Yeah. I'd say, yes, we are happy with the patients we're enrolling. You know, we do take very seriously, you know, trying to make the quality of the study as high as it possibly can be. In the LUCIDITY trial, there is a run-in period, so patients have to have at least an event a week during a three-week run-in before they're able to be eligible for the study. We also do a kinda central sign-off. You know, Amylyx has to sign off on every participant entering the study. Again, we do that to make sure that these are good study participants that are gonna, you know, be good for the LUCIDITY study. In terms of baseline characteristics, it's a good question. We haven't, you know, decided yet.
There is a pretty quick turnaround, though, on this study, right? It's a 16-week study. You know, you may end up in a situation by the time you put out baseline characteristics, you might be putting out data. We're kind of evaluating if that's useful for people or, you know, if it's better to just put out data and not, you know, create confusion. Yeah, I'd say we're quite excited about the study. You know, I think as Justin said, you know, building off of five prior trials, all of which showed high significance on, you know, glucose, insulin, you know, hypoglycemic events, these outcomes, you know, we certainly go in, you know, feeling good about, you know, about the readout.

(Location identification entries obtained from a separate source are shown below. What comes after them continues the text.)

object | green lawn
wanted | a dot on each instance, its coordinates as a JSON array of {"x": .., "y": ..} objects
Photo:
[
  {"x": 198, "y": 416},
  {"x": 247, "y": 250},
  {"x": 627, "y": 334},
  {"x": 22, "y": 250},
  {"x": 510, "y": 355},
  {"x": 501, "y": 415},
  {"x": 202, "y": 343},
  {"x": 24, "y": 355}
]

Obviously, you mentioned that the phase III study is a little bit longer than the phase IIs. I guess, can you kinda walk through that a little bit and why that was the case? You know, sometimes in trials like this where diet does play a role in kind of patient symptoms, if a patient's feeling good on your drug, which hopefully that's the goal, you know, they might not be as disciplined in kind of what they're eating as time goes on. I guess anything in the study to make sure that doesn't happen.
I'll probably just underscore a lot of the points that Josh was just making. With the prior successful studies, the goal here is to change as little as possible and to be very consistent in the study conduct. You know, included in those trials were, you know, diet, dietary management, and there are still the very statistically significant and clinically meaningful reductions in hypoglycemia. It speaks to also why historically there hasn't really been a placebo effect in PBH. You know, in some areas of medicine, you know, for example, diabetes, you know, dietary management can be difficult because people don't really know, you know, their blood glucose is elevated fine, but like, you know, to what degree. This is very symptomatic.
If people have dietary excursions, they have severe traumatic events, so they're very unlikely to deviate too much from their general lifestyle practices. Now we still train at the start of the study. We retrain at every study visit on the medical nutrition therapy. It's, you know, something that we definitely pay close attention to. But people coming into the study generally are already on the diet. They're already kinda in their routines, exactly. That's why I would say, you know, the probably most important point that we don't expect too much in the way of excursions.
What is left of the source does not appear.